If sellers based in the UK or overseas are not paying the correct VAT when selling in the UK, and are not removed from the site following the issue of a notice by HMRC to the marketplace, then HMRC will pursue the marketplaces themselves for any future unpaid tax by those sellers.
Marketplaces must now also make sure sellers using their platforms display a valid VAT number on the site, when they are given one.
Mel Stride, financial secretary to the Treasury, said: ‘Whilst the honest majority pay what they owe, some businesses that sell goods online to UK shoppers are failing to pay the correct amount of VAT.
‘This behaviour unfairly undercuts businesses trading in the UK that play by the rules, abuses the trust of buyers and deprives the government of significant revenue that funds vital public services.’

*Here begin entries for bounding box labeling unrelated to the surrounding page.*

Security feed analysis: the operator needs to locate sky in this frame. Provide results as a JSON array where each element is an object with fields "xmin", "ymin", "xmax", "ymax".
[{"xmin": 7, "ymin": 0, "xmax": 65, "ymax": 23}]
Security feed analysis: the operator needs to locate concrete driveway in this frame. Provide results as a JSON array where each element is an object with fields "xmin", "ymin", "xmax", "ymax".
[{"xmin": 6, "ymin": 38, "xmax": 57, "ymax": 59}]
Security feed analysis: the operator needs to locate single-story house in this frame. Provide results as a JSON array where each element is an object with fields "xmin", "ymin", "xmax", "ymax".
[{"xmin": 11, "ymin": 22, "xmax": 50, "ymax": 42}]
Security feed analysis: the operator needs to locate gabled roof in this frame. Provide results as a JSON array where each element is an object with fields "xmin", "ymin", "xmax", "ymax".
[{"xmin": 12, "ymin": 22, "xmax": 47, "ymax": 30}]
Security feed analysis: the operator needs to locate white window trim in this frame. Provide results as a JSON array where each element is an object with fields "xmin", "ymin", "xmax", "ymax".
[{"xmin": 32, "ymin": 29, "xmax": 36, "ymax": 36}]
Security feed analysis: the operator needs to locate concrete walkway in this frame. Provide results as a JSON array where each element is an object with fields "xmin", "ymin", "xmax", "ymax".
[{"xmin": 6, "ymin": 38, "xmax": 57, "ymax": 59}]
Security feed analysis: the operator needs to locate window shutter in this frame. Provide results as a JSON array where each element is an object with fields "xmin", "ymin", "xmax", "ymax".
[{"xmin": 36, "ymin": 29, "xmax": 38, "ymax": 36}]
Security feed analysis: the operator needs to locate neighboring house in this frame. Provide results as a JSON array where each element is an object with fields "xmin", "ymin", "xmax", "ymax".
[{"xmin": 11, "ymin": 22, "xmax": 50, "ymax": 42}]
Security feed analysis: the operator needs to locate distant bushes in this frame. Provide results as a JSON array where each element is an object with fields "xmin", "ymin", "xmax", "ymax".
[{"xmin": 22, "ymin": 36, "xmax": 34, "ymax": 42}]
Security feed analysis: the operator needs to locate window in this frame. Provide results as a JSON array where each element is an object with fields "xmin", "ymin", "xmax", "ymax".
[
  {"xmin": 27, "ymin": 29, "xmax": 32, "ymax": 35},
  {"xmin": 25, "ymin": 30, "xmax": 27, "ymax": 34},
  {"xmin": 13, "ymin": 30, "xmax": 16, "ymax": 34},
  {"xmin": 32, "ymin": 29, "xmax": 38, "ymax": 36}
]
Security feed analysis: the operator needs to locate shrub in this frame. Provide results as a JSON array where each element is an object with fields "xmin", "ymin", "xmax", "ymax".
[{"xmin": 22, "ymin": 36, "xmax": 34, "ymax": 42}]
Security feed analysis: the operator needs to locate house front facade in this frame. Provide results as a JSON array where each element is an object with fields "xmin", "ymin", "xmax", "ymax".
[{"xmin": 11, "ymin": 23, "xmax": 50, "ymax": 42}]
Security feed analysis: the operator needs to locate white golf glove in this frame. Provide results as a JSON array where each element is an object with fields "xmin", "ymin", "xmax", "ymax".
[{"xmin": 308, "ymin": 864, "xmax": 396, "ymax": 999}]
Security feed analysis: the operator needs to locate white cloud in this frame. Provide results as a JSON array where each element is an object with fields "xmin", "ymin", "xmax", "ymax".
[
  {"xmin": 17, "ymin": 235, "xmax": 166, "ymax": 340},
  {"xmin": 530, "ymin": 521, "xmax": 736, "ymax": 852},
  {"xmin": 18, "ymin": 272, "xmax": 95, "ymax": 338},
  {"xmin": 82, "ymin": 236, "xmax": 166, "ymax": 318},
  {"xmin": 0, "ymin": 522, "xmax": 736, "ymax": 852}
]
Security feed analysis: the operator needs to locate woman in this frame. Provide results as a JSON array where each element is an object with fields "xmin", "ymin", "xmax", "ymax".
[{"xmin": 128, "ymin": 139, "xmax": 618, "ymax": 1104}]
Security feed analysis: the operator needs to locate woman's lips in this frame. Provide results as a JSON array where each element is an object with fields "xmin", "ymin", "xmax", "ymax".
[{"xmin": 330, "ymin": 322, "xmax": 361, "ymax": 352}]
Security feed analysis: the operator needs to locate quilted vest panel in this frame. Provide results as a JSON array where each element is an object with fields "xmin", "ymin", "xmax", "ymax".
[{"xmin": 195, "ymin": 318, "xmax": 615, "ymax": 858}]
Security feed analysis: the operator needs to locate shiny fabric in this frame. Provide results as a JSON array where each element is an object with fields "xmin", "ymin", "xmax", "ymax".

HMRC has published guidance on the VAT checks online marketplace operators must carry out on sellers. Reasonable due diligence checks on new sellers setting up accounts include that the VAT registration number (VRN) a seller provides or displays is valid; the location of the seller; the location of the goods to be sold; whether the seller has been removed from the online marketplace before; and how quickly the seller is able to fulfil orders from UK consumers.

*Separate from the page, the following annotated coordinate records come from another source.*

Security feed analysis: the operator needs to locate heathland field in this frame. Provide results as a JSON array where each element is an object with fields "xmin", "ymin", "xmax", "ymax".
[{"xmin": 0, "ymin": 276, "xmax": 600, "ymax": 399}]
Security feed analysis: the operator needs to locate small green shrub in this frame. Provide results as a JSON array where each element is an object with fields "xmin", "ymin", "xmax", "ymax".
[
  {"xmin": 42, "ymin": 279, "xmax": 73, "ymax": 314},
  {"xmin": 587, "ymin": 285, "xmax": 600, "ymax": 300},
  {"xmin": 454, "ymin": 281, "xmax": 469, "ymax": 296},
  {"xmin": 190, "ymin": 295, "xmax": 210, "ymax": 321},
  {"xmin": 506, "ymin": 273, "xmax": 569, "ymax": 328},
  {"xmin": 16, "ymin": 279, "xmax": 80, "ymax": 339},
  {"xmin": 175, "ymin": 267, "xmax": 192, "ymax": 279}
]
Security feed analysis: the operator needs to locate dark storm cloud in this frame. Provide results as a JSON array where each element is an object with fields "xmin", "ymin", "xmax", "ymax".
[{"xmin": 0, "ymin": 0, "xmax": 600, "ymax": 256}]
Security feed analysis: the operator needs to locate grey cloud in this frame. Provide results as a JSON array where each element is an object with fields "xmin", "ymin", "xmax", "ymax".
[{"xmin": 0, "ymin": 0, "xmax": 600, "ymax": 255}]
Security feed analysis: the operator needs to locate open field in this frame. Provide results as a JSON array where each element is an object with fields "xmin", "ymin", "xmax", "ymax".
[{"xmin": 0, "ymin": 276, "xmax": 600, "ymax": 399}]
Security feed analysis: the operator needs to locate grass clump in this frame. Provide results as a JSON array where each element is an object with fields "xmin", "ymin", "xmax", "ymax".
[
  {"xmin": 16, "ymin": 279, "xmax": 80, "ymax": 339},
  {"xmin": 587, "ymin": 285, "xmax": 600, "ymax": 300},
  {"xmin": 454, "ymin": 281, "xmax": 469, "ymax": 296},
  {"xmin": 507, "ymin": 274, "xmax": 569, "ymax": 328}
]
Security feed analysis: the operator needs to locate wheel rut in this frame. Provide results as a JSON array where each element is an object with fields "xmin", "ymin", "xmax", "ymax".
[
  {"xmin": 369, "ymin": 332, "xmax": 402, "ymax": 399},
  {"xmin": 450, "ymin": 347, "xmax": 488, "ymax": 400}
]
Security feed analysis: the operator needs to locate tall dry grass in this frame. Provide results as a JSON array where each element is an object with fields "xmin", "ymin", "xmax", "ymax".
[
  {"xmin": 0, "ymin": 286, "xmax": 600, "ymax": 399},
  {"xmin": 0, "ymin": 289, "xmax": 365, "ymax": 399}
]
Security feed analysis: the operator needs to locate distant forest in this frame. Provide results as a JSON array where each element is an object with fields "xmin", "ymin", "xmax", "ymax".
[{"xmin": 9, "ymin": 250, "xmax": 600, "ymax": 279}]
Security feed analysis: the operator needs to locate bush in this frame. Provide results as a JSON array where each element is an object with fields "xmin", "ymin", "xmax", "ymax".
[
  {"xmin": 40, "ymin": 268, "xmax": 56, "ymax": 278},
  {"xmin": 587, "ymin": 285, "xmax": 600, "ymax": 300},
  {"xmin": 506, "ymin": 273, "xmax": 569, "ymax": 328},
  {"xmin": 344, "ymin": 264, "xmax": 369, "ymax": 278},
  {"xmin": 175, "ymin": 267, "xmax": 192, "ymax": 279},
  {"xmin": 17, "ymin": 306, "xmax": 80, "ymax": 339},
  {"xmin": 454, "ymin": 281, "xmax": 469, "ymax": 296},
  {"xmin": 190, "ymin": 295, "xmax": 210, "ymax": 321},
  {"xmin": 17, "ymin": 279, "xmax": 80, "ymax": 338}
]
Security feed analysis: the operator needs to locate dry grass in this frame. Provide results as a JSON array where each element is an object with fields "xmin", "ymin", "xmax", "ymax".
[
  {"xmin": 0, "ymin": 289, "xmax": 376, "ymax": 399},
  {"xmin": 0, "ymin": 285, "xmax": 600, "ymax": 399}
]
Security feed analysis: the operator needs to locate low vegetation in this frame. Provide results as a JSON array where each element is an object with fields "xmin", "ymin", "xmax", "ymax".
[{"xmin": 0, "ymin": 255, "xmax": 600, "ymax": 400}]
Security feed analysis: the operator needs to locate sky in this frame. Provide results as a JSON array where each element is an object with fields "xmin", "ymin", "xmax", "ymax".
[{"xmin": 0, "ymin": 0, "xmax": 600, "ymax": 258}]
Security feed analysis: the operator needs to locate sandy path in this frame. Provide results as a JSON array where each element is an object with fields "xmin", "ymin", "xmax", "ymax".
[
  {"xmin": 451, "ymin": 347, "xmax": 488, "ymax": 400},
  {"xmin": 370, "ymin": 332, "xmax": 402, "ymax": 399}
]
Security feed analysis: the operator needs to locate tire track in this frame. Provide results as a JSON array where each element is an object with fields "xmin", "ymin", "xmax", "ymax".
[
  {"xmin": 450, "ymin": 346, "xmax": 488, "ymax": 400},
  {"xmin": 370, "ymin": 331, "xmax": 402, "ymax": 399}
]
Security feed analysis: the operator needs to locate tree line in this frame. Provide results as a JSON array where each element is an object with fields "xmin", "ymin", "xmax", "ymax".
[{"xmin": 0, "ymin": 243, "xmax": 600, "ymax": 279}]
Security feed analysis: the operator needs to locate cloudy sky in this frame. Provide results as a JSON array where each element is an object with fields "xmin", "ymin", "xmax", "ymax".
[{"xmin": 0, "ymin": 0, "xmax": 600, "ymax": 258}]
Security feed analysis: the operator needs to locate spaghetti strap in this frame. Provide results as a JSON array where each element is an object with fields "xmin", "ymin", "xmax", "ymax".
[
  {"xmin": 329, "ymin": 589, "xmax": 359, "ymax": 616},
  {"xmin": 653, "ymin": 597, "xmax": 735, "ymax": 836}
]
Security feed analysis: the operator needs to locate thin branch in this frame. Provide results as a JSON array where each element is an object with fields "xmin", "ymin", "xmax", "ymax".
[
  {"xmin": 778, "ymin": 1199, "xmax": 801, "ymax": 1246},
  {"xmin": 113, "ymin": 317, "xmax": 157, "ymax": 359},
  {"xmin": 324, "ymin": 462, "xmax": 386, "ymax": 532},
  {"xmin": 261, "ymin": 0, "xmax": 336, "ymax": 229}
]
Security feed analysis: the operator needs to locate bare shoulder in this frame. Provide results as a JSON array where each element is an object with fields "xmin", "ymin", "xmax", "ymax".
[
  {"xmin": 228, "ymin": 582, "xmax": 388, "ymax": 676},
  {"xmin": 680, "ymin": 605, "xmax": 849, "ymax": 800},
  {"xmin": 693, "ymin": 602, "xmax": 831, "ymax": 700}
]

HMRC says it is up to the operator to confirm the VRN of a seller operating on their marketplace within 10 days of receiving it. Failure to do so could mean they become jointly and severally liable for the seller’s unpaid VAT if the seller is still operating on the online marketplace 60 days after the initial 10 day period has ended.

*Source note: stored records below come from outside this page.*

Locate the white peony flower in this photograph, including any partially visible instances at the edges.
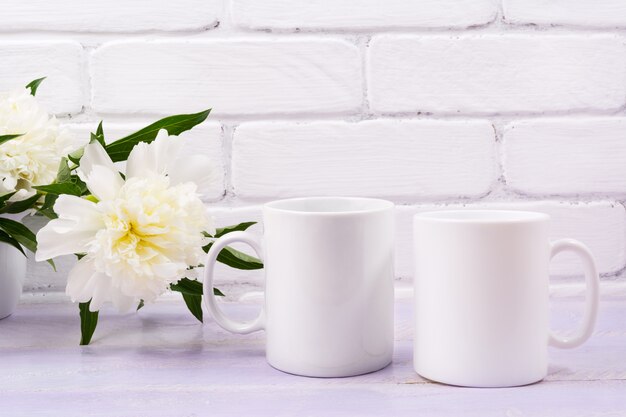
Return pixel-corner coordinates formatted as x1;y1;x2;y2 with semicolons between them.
0;89;85;200
36;131;214;311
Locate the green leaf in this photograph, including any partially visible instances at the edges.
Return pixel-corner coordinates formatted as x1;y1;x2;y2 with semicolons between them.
56;158;72;182
0;191;17;204
90;133;106;148
0;133;24;145
170;278;224;297
78;300;99;346
0;194;41;213
26;77;46;96
213;222;256;237
103;109;211;162
0;217;37;253
33;182;83;197
37;194;59;219
0;230;26;256
182;293;203;323
202;242;263;270
67;147;85;165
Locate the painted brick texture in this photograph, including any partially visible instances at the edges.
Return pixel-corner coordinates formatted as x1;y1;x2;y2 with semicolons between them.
0;0;626;292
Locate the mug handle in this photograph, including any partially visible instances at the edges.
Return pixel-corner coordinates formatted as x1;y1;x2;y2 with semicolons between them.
202;231;265;334
549;239;600;349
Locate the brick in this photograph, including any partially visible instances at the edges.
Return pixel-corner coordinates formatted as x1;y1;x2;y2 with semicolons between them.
504;0;626;28
232;120;495;200
63;121;225;202
91;38;362;115
367;35;626;114
503;117;626;195
396;201;626;277
232;0;497;29
0;41;85;114
2;0;220;32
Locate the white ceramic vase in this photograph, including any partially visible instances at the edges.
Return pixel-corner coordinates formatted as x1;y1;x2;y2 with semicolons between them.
0;212;28;320
0;243;27;319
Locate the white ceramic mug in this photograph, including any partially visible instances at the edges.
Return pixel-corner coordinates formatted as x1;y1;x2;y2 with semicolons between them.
203;197;394;377
413;210;599;387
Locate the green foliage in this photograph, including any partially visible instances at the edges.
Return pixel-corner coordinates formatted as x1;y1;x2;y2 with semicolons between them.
170;278;224;321
78;300;99;346
209;222;256;237
105;109;211;162
26;77;46;96
0;217;37;253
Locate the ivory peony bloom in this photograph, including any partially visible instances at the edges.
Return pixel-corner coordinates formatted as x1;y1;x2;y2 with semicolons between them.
0;89;84;200
36;131;214;311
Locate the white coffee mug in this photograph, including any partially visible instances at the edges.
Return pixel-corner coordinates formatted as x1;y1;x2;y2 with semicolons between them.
203;197;394;377
413;210;599;387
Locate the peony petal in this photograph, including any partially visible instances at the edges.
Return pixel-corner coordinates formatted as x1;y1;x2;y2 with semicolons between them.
65;258;96;303
78;142;117;181
111;290;135;313
126;130;182;178
86;165;124;201
35;219;95;262
35;195;103;261
54;194;103;230
89;273;113;312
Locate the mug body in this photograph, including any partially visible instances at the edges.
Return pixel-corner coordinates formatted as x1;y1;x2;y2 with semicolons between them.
413;210;550;387
263;197;394;377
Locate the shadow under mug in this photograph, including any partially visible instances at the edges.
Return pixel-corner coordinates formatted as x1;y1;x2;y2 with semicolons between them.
413;210;599;387
203;197;395;377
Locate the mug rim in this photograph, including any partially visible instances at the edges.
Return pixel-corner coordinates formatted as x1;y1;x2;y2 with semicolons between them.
263;196;395;216
413;209;550;224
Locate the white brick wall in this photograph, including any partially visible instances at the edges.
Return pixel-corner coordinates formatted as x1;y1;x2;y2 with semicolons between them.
367;34;626;113
232;120;495;201
91;39;362;115
0;40;88;114
232;0;498;30
0;0;221;32
503;117;626;195
0;0;626;291
504;0;626;28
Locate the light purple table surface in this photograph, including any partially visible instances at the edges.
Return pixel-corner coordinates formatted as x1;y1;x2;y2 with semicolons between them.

There are penalties for failing to publish a valid VRN, or for failing to remove a VRN which is found not to be verified.
HMRC warns that where evidence has been available to the operator that shows a seller who has previously not met their VAT responsibilities and has been removed from their marketplace has set up a new account using a new legal entity, HMRC will make them jointly and severally liable for VAT if it is satisfied that they knew, or should have known that the new entity was not going to pay VAT.
HMRC will take into account how many checks have been made on the new legal entity when considering the ‘knew or should have known’ test.
Other measures in Finance Act 2108 include closing loopholes in existing anti-avoidance rules relating to paying UK tax on the funds individuals withdraw from offshore trusts; preventing companies from claiming relief for losses on the disposal of shares which do not reflect losses incurred by the wider group; clamping down on tax relief for intellectual property; and forcing rogue operators of illegal landfill sites to pay tax.
Stride said: ‘The UK’s tax gap is at a record low and one of the lowest in the world but we are not resting on our laurels. Today’s changes show our determination to ensure the tax system remains fair for the honest majority of people and businesses who pay the taxes they owe.’